8. Protocol document generation (ICH M11)
Perhaps the most strategically important use case: generating a full ICH M11 CeSHarP-conformant protocol
document directly from a USDM study design. This relies on the NarrativeContent/NarrativeContentItem classes to carry
document structure (section numbers, titles, ordering) and on XHTML referencing to pull live values from
structured USDM content (objectives, eligibility criteria, intervention details) directly into the rendered
protocol text. Because the reference stays live rather than being copy-pasted, a change to the underlying
structured data (say, a corrected eligibility age range) automatically updates every place in the document
that referenced it — eliminating an entire category of amendment error where a value gets updated in one
place in a protocol but missed in another.
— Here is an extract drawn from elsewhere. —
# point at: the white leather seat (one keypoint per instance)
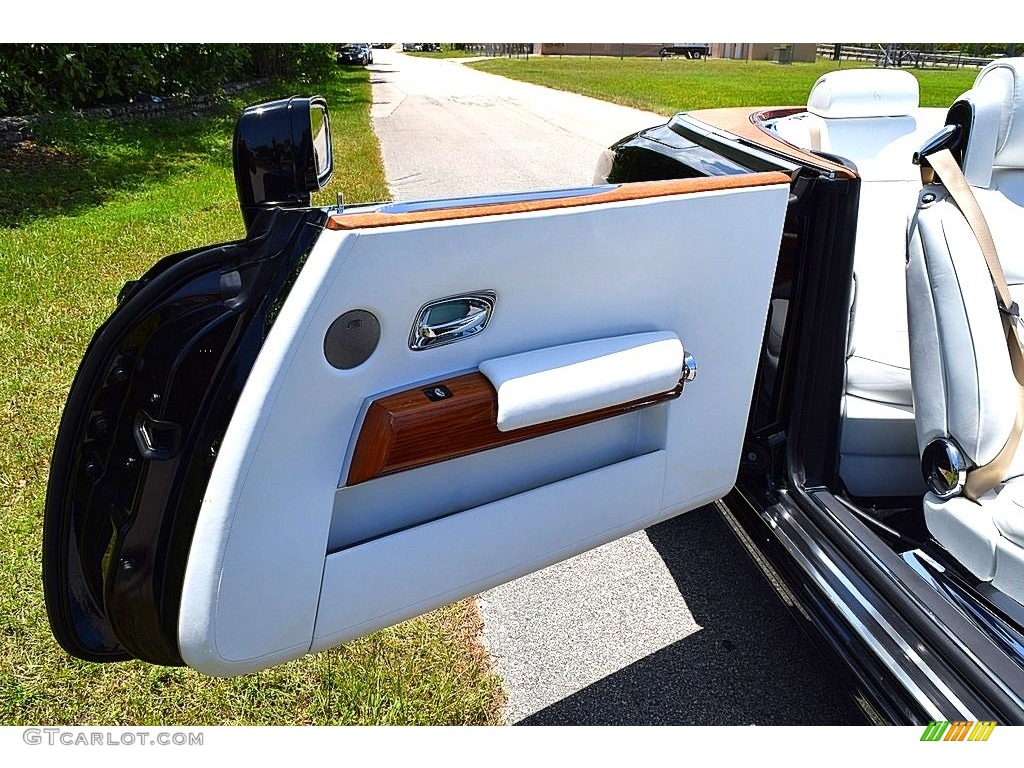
(871, 120)
(964, 388)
9. Study design repositories and reuse libraries
Once a sponsor has authored even a handful of studies in USDM, the model's reuse-friendly structure (Study Elements, Biomedical Concepts, eligibility criterion text, syntax templates) makes it practical to build an internal library of standard, pre-vetted design components — a standard "Screening" element, a standard vital signs BC category, a standard set of contraception-requirement eligibility text. New studies then compose from that library rather than starting from a blank page, which is exactly the "study design repository" use case TransCelerate's adoption stories report as one of the most common starting points in practice.
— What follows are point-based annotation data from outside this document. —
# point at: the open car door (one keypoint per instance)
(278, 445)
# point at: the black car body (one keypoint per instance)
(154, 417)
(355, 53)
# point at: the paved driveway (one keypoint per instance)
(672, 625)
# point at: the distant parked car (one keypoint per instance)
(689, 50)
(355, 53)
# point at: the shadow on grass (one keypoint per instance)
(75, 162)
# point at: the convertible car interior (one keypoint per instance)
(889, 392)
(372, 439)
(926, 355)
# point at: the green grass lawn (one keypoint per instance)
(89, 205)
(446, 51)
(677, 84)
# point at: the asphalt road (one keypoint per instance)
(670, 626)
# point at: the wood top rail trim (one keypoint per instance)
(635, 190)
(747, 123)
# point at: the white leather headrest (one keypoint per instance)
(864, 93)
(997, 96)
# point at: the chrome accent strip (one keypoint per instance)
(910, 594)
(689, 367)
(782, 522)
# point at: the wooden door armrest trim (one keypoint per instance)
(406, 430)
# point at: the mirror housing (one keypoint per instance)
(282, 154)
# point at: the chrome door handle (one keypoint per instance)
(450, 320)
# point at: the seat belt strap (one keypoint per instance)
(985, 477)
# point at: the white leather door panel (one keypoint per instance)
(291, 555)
Putting it together: a realistic first 90 days
For an organization starting from zero, the use cases above suggest a realistic adoption sequence: weeks 1–4, model one real, already-completed study in USDM by hand to build internal familiarity; weeks 5–8, validate it against the CORE rules and attempt one automated derivation (most teams start with SDTM Trial Design domains, since the mapping is the most mature); weeks 9–12, expand to a second, in-flight study and begin building the internal reuse library described above. This mirrors the "incremental, not big-bang" lesson reported consistently across real DDF adoption stories.
Frequently asked questions
What's the single most mature USDM use case today?
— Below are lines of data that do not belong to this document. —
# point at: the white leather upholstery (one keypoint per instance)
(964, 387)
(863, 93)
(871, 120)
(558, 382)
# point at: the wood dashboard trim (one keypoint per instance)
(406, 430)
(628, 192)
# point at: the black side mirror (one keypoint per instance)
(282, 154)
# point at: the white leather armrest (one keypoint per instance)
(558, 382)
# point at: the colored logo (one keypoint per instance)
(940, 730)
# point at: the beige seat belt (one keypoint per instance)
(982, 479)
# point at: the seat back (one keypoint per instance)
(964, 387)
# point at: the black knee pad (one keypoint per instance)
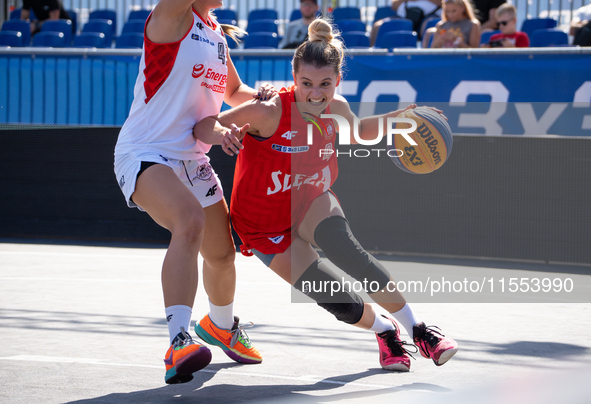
(334, 237)
(315, 282)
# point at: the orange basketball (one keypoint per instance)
(434, 142)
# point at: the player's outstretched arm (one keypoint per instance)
(228, 128)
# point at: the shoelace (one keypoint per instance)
(429, 336)
(185, 340)
(397, 346)
(239, 332)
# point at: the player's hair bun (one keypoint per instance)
(321, 30)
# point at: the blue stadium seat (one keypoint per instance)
(263, 14)
(485, 37)
(430, 23)
(225, 14)
(263, 26)
(346, 13)
(356, 39)
(105, 14)
(231, 43)
(397, 39)
(130, 40)
(350, 25)
(74, 18)
(261, 40)
(89, 40)
(296, 14)
(228, 22)
(21, 26)
(16, 14)
(395, 24)
(99, 25)
(138, 15)
(11, 38)
(534, 24)
(63, 26)
(134, 26)
(548, 37)
(383, 12)
(49, 39)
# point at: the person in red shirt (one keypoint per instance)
(509, 37)
(282, 204)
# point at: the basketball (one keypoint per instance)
(434, 142)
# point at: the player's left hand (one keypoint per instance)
(231, 141)
(266, 92)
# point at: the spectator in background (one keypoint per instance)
(580, 26)
(458, 27)
(509, 37)
(485, 10)
(415, 10)
(44, 10)
(296, 31)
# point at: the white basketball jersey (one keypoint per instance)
(178, 84)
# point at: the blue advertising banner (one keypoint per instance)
(531, 92)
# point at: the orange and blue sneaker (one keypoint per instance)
(393, 354)
(433, 344)
(234, 342)
(185, 357)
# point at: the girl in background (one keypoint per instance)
(458, 27)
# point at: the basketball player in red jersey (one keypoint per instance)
(282, 204)
(185, 75)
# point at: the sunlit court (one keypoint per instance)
(422, 183)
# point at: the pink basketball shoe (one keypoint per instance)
(393, 354)
(433, 344)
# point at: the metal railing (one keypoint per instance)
(562, 10)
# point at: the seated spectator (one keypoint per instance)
(509, 37)
(415, 10)
(44, 10)
(485, 12)
(296, 31)
(458, 27)
(580, 26)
Automated creation of SDTM Trial Design domains (TA, TE, TV, TI) is the most concrete and demonstrated use case, including a documented approach using JSONata queries executed directly against USDM API JSON to produce SDTM trial design outputs.
Can USDM generate a patient journey diagram automatically?
Yes. Because Arm/Epoch/Encounter/ScheduledInstance combinations and their Timing relationships are all explicit in the model, a visualization tool can walk that structure and render a flow diagram for a specific arm without any manual diagramming — including automatically excluding a visit when a ScheduledDecisionInstance condition routes around it.
How does USDM help with EDC set-up?
USDM's Activity → BiomedicalConcept → BiomedicalConceptProperty → ResponseCode chain provides enough detail (required/enabled flags, allowed response codes, repeated-measure sub-timelines) to substantially automate CRF/eCRF form generation, rather than a data manager re-deriving that detail from protocol text.
What adoption lessons has the industry reported?
TransCelerate-shared adoption stories consistently report: change management is the larger barrier (not the technology), an incremental add-on approach works better than a big-bang rollout, and taking small, visible wins to leadership builds the support needed for further investment.